Augusta “Guttie” Lindquist (c. 1970).
Augusta Ottila Lindquist, my Great-Aunt Guttie, knew that her mother’s shawl was important. She left a note tucked inside the folds asking that it be donated to a museum.
The textile curator at Historic New England agrees. The shawl is now among about 50 woolen paisley shawls in the organization’s clothing and accessories collection. It is described as a “long shawl with unusual half-black and half-plain center medallion, elongated, foliated pines filled with floral elements and additional pines/boteh, harlequin gates and fringe in shades of yellow, red, blue, pink, black, and white.” 1
Guttie’s note tells us that the shawl was acquired in January 1875 for the wedding of her mother, on April 30 1875, to Anders Johan Petersson-Lindquist in Munkatorp, Kungslena, Sweden. This information is reinforced by a note stitched to the back of the shawl: “Charlotta Lindquist /
Skövde / Sverige / 1875.”2
The “wedding shawl” had been passed to my father, to my mother, and then to me. It gave me great pleasure to carry out Aunt Guttie’s wish to have an institution care for my great grandmother’s shawl. I donated it to Historic New England, a.k.a the Society for the Preservation of New England Antiquities, on 26 October 2015 (HNE record 2015.129.1).
This work by Bruce Jacobson is licensed under Creative Commons 4.0 International License—Attribution-ShareAlike.

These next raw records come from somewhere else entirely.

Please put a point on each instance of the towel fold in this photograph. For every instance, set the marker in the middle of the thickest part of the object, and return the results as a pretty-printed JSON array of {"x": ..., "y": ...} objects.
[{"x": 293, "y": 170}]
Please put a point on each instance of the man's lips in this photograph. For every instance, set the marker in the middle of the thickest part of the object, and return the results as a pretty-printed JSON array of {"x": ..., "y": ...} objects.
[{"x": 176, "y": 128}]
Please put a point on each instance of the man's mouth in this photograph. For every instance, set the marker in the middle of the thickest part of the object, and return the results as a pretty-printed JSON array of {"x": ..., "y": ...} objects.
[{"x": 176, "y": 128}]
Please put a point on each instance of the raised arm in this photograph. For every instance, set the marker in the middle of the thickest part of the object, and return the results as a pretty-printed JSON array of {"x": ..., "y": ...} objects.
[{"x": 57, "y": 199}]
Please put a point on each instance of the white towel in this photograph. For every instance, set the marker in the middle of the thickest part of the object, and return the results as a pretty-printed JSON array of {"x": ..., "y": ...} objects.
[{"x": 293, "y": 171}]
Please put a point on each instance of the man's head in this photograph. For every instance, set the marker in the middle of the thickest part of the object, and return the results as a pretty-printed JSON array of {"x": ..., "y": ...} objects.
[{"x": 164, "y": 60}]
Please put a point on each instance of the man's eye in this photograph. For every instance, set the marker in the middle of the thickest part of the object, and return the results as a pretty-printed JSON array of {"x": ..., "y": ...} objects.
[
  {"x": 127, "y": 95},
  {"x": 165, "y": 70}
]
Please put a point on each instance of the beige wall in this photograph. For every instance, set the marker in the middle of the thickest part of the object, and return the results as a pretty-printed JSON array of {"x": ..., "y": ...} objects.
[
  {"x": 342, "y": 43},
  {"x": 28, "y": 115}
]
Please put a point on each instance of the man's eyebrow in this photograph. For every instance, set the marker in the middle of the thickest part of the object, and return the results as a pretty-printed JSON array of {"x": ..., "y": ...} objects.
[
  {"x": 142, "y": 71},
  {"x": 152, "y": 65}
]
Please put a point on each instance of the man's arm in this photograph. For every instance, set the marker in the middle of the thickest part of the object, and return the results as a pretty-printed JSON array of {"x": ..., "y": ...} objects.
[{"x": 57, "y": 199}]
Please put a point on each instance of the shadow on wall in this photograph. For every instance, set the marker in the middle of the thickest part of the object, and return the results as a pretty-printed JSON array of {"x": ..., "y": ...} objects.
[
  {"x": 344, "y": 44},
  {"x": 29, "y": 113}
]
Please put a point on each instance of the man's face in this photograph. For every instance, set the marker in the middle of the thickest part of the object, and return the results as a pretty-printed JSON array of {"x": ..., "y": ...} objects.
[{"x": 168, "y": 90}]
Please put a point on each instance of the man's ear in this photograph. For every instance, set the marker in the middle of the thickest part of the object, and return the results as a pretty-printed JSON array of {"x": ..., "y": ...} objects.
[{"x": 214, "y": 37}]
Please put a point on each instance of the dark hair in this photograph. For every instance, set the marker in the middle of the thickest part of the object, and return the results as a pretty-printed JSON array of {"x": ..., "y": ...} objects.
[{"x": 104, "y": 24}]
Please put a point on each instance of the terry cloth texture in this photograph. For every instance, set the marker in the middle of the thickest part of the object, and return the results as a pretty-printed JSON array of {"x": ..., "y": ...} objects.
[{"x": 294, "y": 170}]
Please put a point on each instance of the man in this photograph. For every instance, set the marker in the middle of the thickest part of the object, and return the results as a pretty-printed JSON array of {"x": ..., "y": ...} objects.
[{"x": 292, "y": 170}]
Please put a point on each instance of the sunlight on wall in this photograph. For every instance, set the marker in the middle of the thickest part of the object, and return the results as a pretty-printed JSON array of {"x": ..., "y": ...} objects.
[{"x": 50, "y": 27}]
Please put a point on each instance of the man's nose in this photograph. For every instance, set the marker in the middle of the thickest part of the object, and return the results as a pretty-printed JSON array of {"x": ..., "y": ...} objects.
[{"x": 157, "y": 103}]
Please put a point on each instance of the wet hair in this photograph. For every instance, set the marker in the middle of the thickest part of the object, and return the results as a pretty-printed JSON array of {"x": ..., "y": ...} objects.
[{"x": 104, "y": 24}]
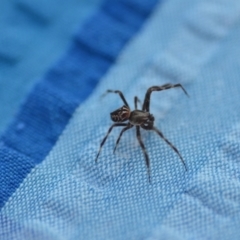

Images by Historic New England.
Last Updated on 27 April 2024.
- Historic New England, “Shawl,” (https://www.historicnewengland.org/ explore/collections-access/gusn/305041/ : accessed 15 May 2019), gusn 305041.
- Guttie’s note, written in New Haven around 1970, is now with the shawl at Historic New England. Skövde is a Swedish city in the same region as Velinge, where the newlyweds made their home.